The year after the reef’s first mass bleaching, Hoegh-Guldberg took climate models to forecast that if greenhouse gas emissions kept growing then, by this year, “the average bleaching event is likely to be similar or greater than the 1998 event.”
As this year approached, the models showed reefs across the northern, central and southern regions would see between eight and 10 bleaching events per decade.
“I wished I’d been wrong” he said. “I think I said at the time that I’d have egg on my face if I was wrong. But there’s no egg on my face.”
Hoegh-Guldberg said manually replanting corals is uneconomic at scale, but there is merit in helping the dispersal of coral larvae, pointing to a technique being developed by a scientist at Southern Cross University that captures millions of larvae in floating pools.
However, he said the main game is keeping global heating down.

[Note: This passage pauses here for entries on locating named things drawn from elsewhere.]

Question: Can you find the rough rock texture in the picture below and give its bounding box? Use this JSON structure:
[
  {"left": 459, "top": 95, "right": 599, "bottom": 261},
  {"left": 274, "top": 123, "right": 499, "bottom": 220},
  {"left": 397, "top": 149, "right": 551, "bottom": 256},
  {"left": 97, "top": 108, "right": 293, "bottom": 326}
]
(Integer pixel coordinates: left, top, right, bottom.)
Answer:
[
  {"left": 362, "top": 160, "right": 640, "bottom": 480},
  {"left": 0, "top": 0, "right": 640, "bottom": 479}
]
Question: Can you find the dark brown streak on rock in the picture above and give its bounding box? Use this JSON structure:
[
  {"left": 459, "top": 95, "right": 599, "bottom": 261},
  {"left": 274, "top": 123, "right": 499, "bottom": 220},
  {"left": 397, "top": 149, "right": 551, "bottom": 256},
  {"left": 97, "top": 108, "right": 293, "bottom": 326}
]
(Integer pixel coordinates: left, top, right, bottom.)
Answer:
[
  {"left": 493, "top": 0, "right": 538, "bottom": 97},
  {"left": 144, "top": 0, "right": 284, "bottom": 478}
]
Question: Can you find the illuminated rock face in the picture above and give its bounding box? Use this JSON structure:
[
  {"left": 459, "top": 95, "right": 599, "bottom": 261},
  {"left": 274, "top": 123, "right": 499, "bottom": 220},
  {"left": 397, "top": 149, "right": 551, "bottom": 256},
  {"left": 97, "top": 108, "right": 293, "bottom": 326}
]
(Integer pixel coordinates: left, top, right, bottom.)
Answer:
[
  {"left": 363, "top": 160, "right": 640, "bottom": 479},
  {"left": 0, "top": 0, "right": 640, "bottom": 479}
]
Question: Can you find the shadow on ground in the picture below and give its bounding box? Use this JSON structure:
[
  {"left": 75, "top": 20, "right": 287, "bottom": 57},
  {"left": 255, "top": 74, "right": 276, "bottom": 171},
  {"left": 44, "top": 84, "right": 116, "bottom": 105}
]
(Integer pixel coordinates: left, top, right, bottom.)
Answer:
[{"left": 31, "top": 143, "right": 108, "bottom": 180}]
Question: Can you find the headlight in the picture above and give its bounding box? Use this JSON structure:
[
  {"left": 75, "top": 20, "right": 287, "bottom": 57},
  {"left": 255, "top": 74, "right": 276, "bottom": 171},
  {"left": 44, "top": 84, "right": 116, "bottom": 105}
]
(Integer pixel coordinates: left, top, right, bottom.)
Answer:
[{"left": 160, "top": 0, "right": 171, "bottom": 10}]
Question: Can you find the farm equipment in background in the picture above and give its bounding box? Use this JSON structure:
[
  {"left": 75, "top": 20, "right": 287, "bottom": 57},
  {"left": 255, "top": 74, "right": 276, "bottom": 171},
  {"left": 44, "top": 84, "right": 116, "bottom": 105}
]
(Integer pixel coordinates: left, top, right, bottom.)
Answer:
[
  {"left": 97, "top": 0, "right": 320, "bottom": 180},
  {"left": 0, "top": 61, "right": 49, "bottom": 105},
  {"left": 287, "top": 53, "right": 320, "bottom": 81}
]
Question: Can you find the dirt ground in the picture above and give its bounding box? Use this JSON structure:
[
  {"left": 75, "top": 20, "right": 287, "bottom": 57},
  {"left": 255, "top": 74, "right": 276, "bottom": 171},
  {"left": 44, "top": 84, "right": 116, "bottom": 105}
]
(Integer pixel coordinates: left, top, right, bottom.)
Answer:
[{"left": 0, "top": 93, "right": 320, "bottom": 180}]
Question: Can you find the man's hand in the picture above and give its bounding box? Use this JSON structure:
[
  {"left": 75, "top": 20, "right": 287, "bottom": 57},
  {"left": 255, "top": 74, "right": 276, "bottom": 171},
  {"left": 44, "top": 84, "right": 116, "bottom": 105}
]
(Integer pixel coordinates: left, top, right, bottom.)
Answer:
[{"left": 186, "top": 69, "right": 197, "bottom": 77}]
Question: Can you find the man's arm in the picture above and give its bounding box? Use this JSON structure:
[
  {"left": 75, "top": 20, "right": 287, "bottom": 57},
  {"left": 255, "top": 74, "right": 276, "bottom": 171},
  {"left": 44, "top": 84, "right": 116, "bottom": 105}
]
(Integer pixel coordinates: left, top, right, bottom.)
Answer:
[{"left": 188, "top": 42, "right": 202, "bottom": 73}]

“Let’s say we get to 1.5C and then we can stabilize — that’s really the last call for reefs. Corals will come back and there will be winners and losers, but you’ll have a functional reef that supports fisheries and tourism,” he said.
The problem is that right now, government pledges under the Paris agreement are enough to raise temperatures by 3°C — not 1.5°C.
“At 2C all the reef-building corals have plummeted and instead you are looking at the dominance of other organisms like algae. At 3C you basically have nothing,” Hoegh-Guldberg said.
“I’m fearful that in the next 10 years we will see the loss of coral across the planet at phenomenal rates,” he said. “That’s what keeps me up at night.”